James Joyce’s influence is recognizable throughout the movie (i.e., Llewyn’s epic journey stays mostly within a few square miles, just like Leopold Bloom’s in Ulysses), but it’s a work by T.S. Eliot that perfectly illustrates the odd relationship between cats and identity Inside Llewyn Davis embodies. His poem The Naming of Cats asserts that a cat in meditation is always “engaged in a rapt contemplation / of the thought, of the thought, of the thought of his name.
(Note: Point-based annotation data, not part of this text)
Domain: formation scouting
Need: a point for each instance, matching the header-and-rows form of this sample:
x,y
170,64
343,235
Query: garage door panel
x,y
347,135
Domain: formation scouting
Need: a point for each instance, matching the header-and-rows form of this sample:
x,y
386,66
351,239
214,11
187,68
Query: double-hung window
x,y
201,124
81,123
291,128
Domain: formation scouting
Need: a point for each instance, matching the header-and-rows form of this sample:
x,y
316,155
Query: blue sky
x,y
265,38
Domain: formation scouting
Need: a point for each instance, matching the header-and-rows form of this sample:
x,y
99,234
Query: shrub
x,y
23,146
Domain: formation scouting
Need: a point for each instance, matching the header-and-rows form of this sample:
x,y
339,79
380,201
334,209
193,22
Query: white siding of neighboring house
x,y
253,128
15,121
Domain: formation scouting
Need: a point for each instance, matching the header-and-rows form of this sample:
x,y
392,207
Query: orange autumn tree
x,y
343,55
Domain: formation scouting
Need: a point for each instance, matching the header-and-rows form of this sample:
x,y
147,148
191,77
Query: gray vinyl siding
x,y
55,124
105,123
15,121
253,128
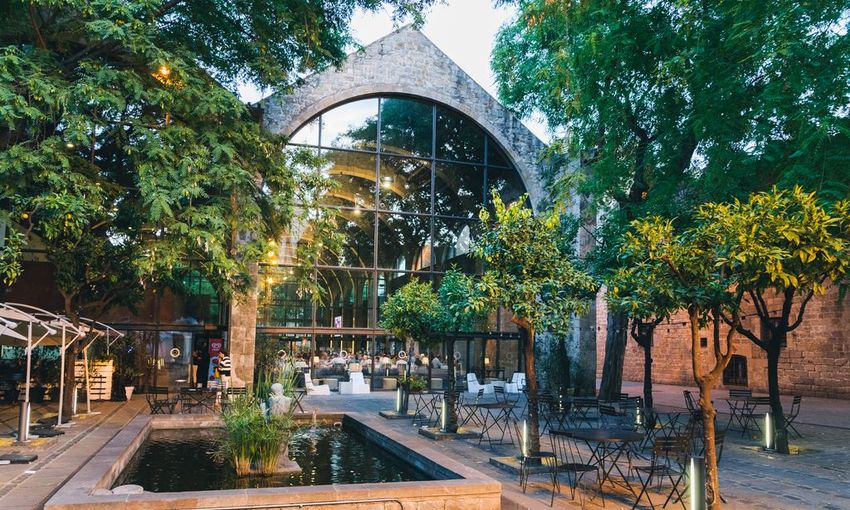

This theory that the cat is an extension of Llewyn also helps put the ending of the movie in context. When Llewyn leaves the Gorfeins’ for the “second” time in the final scenes of the film, he keeps the cat inside. This comes after he’s finally learned its name: Ulysses. By doing so, I think the uncontrollable, unpredictable Llewyn also comes to terms with a part of himself. He has been awoken from the dream that he’s an undiscovered genius, and from the erroneous notion that talent exists in a vacuum—that any of his poor decisions and arrogant assholery wouldn’t somehow limit his success.
He still has to pay the price for his behavior (most notably in the form of a back alley beating), and he still has a long journey ahead. But Llewyn has reconciled with the cat—learning a name that, like Llewyn says of a beloved folk ballad, "was never new and won’t get old." And that makes all the difference.